Pest management of the eastern spruce budworm is often undertaken due to the incompatibility of budworm outbreaks with some human uses of the same forest. Management occurs through some manipulation of the environment, which is determined through cultural practice, or by the introduction of a regulatory agent such as a predator or an insecticide. In regard to massive outbreaks, the use of insecticide is a primary method of tree protection.

==== Pesticide ====
In New Brunswick, over 3,600,000 hectares were sprayed at least once between 1952 and 1967. Most of the sprayed forests were still "in good condition" in 1968. Although a scattering of dead trees occurred throughout the region, in no case did mortality destroy a major operating unit or disrupt a long-term management plan. In contrast, mortality exceeded 65% in 2 unsprayed check areas, each 155 km^{2}. If the program of spraying against budworm had not been carried out, forest production in central New Brunswick is estimated to have been reduced to 20% of its normal production.

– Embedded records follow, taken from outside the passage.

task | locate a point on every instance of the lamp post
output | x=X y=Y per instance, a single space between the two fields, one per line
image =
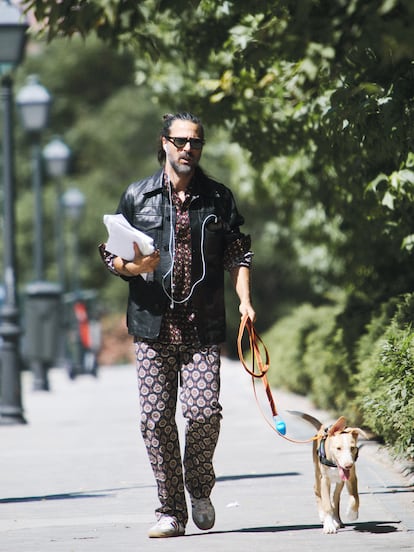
x=12 y=41
x=56 y=155
x=34 y=101
x=73 y=202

==== Biological control ====
Chemical controls are controversial because they only provide short-term protection and require multiple applications. As a result, research has been done on alternative biological controls using natural predators. A 1989 study found that woodland birds cannot effectively control the damage caused by budworms during outbreaks because their food requirements are exceeded. However, birds are important in controlling budworms and lessening damage caused by defoliation when budworm populations are less than outbreak levels.

Inundated releases of Trichogramma minutum Ril., a species of parasitic wasp, have also been investigated for use as a biological control of Choristoneura fumiferana. Levels of egg parasitism were strongly affected by factors such as time of release, parasite density, and local weather. Some other factors that were less significant included the food supply of adult female parasites, elevation of the host egg-mass, host density, and the intensity of solar radiation. Temperature and host egg differences also influenced the biological characteristics of reared parasites, which could possibly affect the success of field releases. Due to the high degree of individual variation within each strain, rearing conditions were considered more important than the type of geographical strain of T. minutim utilized. The tree species on which the spruce budworm egg masses were laid did not influence the level of parasitism.

==== Pheromone traps ====
Pheromone traps may be used to watch C. fumiferana populations within forests in order to anticipate outbreaks. These traps release a synthesized pheromone that attracts male moths but previously used virgin females as a lure. This method of control has been utilized for over 20 years in some forests throughout Canada.